強固な組織を創るためには会員拡充も必要不可欠です。そこで、入会歴の浅い会員に、早くJC活動に慣れ、自らの力を存分に発揮していただけるようにメンター制を設けます。JCI茂原の現役千葉ブロック役員経験者及び理事長経験者に各委員会に積極的にご参加いただき「地域貢献」「JC活動を通じた成長」「志を同じくする会員同士の友情」の3項目について、ご指導を仰ぎます。このように経験のある会員と入会歴の浅い会員が連携することで、会員の拡充を目指します。
近い将来Society5.0の時代が到来するといわれています。Society5.0とは、情報社会(Society4.0)の進展により実現される「サイバー空間とフィジカル空間を高度に融合させたシステムにより、経済発展と社会的課題の解決を両立する、人間中心の社会」です。ドローン配達による物流機能充実、オンライン診療による医療地域格差是正、並びに自動運転による交通利便性の向上等、人々の生活レベルは向上します。

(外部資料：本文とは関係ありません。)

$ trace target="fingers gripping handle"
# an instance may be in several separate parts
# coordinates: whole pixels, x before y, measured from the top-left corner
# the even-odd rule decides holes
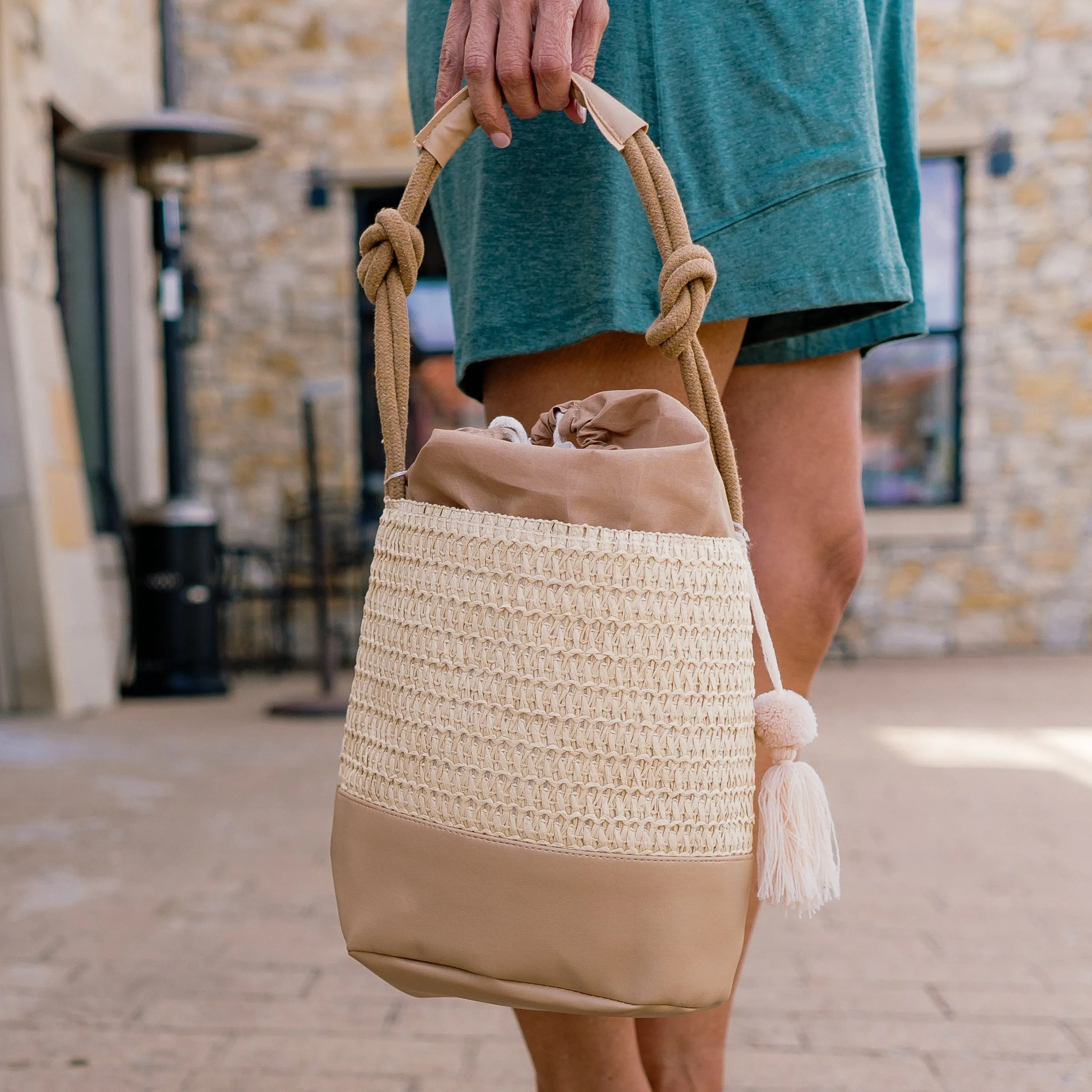
[[[596,87],[585,76],[572,73],[572,95],[592,116],[600,132],[616,152],[633,133],[648,132],[649,123],[629,107],[612,98],[602,87]],[[471,108],[470,88],[463,87],[448,99],[432,116],[428,124],[414,138],[423,152],[446,167],[463,141],[477,129],[477,119]]]
[[[710,434],[710,443],[736,523],[743,498],[735,452],[720,392],[698,341],[698,328],[716,271],[712,256],[690,238],[686,214],[667,165],[648,135],[648,124],[584,76],[573,73],[572,94],[633,176],[664,261],[660,278],[661,312],[648,341],[677,359],[691,411]],[[360,237],[357,274],[376,306],[376,391],[387,453],[384,495],[405,496],[405,441],[410,401],[410,322],[405,297],[417,282],[424,254],[417,222],[444,164],[477,128],[470,92],[463,87],[417,134],[422,150],[397,210],[380,212]]]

しかし言い換えれば、これまで人の手によって行われていたサービスがAI技術とテクノロジーの力によって代替されるということです。このような社会を生きる子どもたちに共通して求められるのは、人間ならではの感性を最大限活かしていくことであると考えます。現在、小中学校で全面実施されている「新学習指導要領」においても人間独自の素養である「知識及び技能」「思考力、判断力、表現力」「学びに向かう力、人間性」が学ぶべき3つの柱として上げられています。そこで今年度は、子供たちに人間独自の感性を養ってもらうため、事前に物事の結果について仮説を立て、その仮説について皆で意見を出しながら検証し、自らの言葉で考えを表現してもらう場を設けます。以上から、Society5.0の時代を生き抜く力強い青少年の育成を目指してまいります。

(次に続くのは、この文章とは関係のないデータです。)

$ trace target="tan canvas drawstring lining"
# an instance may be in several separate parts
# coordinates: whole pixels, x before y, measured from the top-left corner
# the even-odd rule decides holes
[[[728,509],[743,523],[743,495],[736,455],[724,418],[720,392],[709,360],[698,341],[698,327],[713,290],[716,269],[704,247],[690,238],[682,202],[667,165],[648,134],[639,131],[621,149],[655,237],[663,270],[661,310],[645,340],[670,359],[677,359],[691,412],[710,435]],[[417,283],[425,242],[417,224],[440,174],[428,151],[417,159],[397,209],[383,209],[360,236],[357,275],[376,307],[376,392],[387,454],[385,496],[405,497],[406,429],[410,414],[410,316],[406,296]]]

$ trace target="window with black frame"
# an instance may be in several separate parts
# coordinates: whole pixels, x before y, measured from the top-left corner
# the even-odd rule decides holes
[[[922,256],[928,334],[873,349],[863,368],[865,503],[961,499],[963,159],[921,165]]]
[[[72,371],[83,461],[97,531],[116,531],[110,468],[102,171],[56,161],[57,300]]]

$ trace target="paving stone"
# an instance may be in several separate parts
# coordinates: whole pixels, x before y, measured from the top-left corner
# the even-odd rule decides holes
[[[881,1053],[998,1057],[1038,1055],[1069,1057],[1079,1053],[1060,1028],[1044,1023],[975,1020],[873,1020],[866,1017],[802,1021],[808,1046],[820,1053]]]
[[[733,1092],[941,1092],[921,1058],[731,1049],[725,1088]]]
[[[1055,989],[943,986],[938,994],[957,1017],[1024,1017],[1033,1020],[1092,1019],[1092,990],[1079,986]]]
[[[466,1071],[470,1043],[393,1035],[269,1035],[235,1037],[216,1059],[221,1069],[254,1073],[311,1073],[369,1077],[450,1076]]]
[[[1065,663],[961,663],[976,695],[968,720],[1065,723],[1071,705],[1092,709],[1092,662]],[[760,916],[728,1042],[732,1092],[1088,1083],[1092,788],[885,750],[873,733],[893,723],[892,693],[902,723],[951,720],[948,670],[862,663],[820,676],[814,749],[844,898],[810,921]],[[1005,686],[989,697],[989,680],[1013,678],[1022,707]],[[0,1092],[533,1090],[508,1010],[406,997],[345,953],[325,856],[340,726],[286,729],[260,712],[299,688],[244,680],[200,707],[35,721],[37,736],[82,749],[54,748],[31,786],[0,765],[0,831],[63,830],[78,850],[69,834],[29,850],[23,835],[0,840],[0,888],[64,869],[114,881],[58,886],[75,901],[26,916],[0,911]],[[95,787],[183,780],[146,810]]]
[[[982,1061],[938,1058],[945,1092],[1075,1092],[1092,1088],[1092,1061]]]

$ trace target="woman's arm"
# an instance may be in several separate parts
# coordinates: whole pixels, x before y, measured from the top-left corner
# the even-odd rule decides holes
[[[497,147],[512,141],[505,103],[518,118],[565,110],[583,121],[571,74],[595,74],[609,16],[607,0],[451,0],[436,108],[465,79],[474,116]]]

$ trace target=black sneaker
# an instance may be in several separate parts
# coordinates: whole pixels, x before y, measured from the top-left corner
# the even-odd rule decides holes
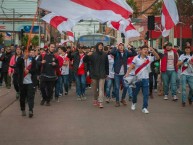
[[[50,102],[46,102],[46,106],[51,106]]]
[[[21,112],[21,115],[22,115],[22,116],[26,116],[26,112],[25,112],[25,111],[22,111],[22,112]]]
[[[29,118],[33,117],[33,111],[29,111]]]
[[[182,102],[182,107],[185,107],[186,106],[186,103],[185,102]]]
[[[190,98],[188,98],[188,103],[189,105],[192,105],[192,100]]]
[[[45,100],[42,100],[40,105],[44,105],[45,104]]]

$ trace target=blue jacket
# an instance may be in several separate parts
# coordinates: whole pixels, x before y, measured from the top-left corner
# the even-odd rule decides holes
[[[115,74],[120,73],[122,65],[124,66],[124,73],[126,74],[126,72],[127,72],[127,59],[129,57],[137,55],[137,53],[134,49],[131,48],[130,50],[131,50],[131,52],[129,52],[128,50],[124,50],[123,57],[122,57],[121,53],[119,52],[119,50],[116,47],[114,47],[112,49],[111,54],[114,56],[114,71],[115,71]]]

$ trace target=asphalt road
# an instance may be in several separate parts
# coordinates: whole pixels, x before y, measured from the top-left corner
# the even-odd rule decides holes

私はJCI茂原に入会以来、委員長、副理事長、そして千葉ブロック協議会への出向を通し、様々な役職に挑戦し、自らの成長に繋がる貴重な経験をさせていただいております。今年は、活動地域である茂原市の施行70周年でもある節目の年に、諸先輩方が築いてこられた伝統あるJCI茂原の第64代理事長の職を仰せつかることとなり大変身の引き締まる想いでおります。24時間365日理事長であるという自覚をもち、また、壁に直面した時でも勇往邁進の精神で臨み、活気のある長生地域の実現を目指してまいります。